バレーボールの歴史

1. バレーボールの起源

1885年、アメリカの体育教師だったウィリアム・G・モーガン氏は、広いグラウンドを必要とせず、誰もが手軽に楽しめるスポーツとして、ネットを挟んで複数の人で構成されたチーム同士がボールを打ち合う今のバレーボールの形を思つきました。

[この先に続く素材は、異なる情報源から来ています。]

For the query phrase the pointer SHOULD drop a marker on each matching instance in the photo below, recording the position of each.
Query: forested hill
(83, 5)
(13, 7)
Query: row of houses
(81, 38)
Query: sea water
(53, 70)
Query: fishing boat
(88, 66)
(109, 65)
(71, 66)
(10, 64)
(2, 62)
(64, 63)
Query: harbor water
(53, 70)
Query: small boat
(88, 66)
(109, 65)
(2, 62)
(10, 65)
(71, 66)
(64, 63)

最初、この競技は「ミノネット」と呼ばれていたのですが、誕生した翌年の1896年には「ボールを打ち合う」ことから、
テニスのボレー(volley:ボールが着地する前に打ったり、蹴ったりすること)という言葉を使い、
「バレーボール(volleyball)」と呼ばれるようになりました。

当時のルールは極めて単純で、1チームの人数も特に決められておらず、集まった人数を半分に分けて1チームとし、
2mの高さに張られたネットを挟んで、両チームがボールを落とさないように打ち合う程度しかルールはありませんでした。

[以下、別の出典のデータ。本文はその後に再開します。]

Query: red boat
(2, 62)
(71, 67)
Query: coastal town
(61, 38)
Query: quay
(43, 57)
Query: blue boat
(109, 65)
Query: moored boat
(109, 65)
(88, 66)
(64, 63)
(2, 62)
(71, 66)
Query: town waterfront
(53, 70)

やがてバレーボールは、YMCA(キリスト教青年会)を通じて、カナダやキューバにも伝えられていき、日本には1913年に初めて紹介されました。

 

2. 日本のバレーボール

1913年、日本にバレーボールが伝わった時、国際ルールが確立されていなかったため、日本では独自にルールを制定し、これが9人制バレーへと発展しました。
しかし、1964年に東京オリンピックが開催されることが決まり、日本でも世界と同じ6人制バレーを導入する必要に迫られました。
日本におけるバレーボールを盛んにしたのも、何といってもこの東京オリンピックで「東洋の魔女」と呼ばれた日本女子チームでしょう。
当時はなかった「回転レシーブ」を編み出して、日本女子チームは東京オリンピックで金メダルに輝き、男子チームも銅メダルを獲得しました。
また、1972年のミュンヘンオリンピックでの日本男子チームの優勝も日本バレーボール界には大きな影響を与えました。この時日本が「時間差攻撃」を編み出したことも有名です。
最近では男女ともにパワーバレーが主流となり、体格で劣る日本人が世界での戦いに苦戦を強いられておりますが、オリンピックで表彰台に上がる日本代表を見てみたいです。